Стоит ли говорить, что мама ходила с безумным взглядом еще почти неделю. Каждый раз, возвращаясь с работы, она втирала в лицо и ладони крем, а затем часами стояла перед зеркалом, наслаждаясь помолодевшим лет на десять отражением. Остатки крема она втерла во все тело и ходила по квартире обнаженной, не обращая на меня внимания. Я, стыдливо краснея, бросал взгляды на ее подтянутую попку, острые красивые груди, плоский живот… но парадоксальным образом гордился проделанной работой. Я отдавал отчет в том, что могу сделать такой крем, когда захочу. И ничто меня не остановит.
После того, как я дал первый тюбик Вольке в обмен на рисунок, он прозвал меня Фокусником. Только Волька знал, что дело было не в сценке на открытии выпускного, а в стремительно исчезающих прыщах на его лице.

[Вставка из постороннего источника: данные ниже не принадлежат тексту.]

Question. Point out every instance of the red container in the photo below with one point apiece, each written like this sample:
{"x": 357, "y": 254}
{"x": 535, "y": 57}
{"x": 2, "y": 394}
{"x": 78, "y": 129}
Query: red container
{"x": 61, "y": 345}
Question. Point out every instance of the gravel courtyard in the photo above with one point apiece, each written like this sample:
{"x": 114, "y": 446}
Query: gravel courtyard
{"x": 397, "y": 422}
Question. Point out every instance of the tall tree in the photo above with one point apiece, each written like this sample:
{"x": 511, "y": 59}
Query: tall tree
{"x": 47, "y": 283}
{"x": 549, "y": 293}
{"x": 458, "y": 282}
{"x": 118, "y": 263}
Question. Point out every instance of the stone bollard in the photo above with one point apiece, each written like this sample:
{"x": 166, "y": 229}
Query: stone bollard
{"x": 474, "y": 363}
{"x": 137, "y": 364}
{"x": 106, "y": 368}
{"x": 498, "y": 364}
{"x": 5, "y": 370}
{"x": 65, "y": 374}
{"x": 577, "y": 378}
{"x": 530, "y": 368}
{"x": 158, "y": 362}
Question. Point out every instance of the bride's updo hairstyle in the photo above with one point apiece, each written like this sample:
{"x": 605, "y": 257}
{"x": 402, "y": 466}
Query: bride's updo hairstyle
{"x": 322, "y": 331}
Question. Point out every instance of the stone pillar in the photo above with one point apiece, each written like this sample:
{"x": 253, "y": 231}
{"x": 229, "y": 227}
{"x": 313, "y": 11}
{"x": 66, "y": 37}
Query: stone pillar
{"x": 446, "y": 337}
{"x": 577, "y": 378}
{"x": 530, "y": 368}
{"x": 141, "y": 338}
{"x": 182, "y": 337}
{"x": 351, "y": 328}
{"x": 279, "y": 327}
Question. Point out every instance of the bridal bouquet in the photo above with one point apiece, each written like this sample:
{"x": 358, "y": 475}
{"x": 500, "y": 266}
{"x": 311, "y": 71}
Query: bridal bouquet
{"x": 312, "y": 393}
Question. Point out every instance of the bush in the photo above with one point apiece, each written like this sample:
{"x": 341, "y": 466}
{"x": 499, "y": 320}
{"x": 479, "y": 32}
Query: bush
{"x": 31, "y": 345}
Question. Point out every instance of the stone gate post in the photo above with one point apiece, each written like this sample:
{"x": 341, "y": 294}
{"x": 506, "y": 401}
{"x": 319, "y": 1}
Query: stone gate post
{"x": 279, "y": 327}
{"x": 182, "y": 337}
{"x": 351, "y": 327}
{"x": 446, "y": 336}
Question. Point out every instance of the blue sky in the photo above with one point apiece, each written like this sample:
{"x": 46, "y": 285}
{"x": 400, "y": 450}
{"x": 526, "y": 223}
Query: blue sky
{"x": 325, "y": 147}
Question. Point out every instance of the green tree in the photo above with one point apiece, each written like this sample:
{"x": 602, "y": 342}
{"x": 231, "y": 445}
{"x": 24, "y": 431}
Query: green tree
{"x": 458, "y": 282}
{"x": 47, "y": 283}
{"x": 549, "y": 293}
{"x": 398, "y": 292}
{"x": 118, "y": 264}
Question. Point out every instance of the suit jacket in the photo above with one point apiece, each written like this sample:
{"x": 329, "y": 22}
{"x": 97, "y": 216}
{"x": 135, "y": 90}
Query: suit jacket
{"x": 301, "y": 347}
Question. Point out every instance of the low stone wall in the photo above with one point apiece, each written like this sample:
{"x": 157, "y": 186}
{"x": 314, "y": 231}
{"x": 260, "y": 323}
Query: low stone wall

Волька нарисовал мне замечательную ширму. С нее на зрителей таращились призраки, будто бы вылезающие из голубоватого тумана. Издалека казалось, что призраки ищут глазами конкретного человека, и что, как только найдут, выберутся за пределы ткани, сцапают и утащат его в свой мир. Это было действительно страшно, хотя и не имело к сути фокуса никого отношения.
Летом, с наступлением каникул, Волька выпросил у меня эту ширму и продал ее кому-то за небольшие деньги. На них мы купили пива, сигарет и шоколадок.
– Я могу продавать твой крем, – сказал тогда Волька. – Заработаем, а? Красиво жить не запретишь!
– Если бы все было так просто. Это же вдохновение. – Я вкратце рассказал ему о том, какие эмоции испытываю при приготовлении крема.
– У меня то же самое, брат! – Воскликнул Волька, впиваясь пятерней в копну волос. – Не поверишь! Когда рисую. Не всегда, но случается. Особенно когда этих твоих призраков рисовал! Такое ощущение, что моими руками кто-то управляет. Именно поэтому призраки и вышли такими живыми. Мне иногда казалось, это самое, что они реально выберутся наружу. За нами.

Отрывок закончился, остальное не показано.